18 – Green choices are pretty apparent in Metro Manila, starting with sustainable pocket gardens and parks down to the implementation of the anti-smoking campaign in most establishments. The health and wellness movement has finally clawed its way into the Filipinos’ lifestyle. Now, where are those sneaky vegetarian places…
19 – Roadtrip! Next time! We can only go North or South in Cebu. But with the pangea that is Luzon, we can opt for North, South, East AND West. And if you’re not careful enough, you’ll end up on a bus going to Baguio instead of Baclaran. Fun stuff.

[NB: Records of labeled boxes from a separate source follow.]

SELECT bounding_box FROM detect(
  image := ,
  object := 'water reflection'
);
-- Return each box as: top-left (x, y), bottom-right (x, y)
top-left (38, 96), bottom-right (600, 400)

20 – Seeing Parkway Drive! No, not the band *cry*, but the street near Greenbelt.
21 – Despite the hugeness of Metro Manila, the irony of life is that one almost always bumps into someone from back home. And not necessarily someone you would like, too. It’s hilarious like a barrel of monkeys!
21! The magic number. Those said, we’ve topped off the coolest trip (so far) by missing our flight back. Cheers to airport floors, cheap convenience store fast food, last minute ticket purchases, and handfuls of panic. Ahhh… that was the life.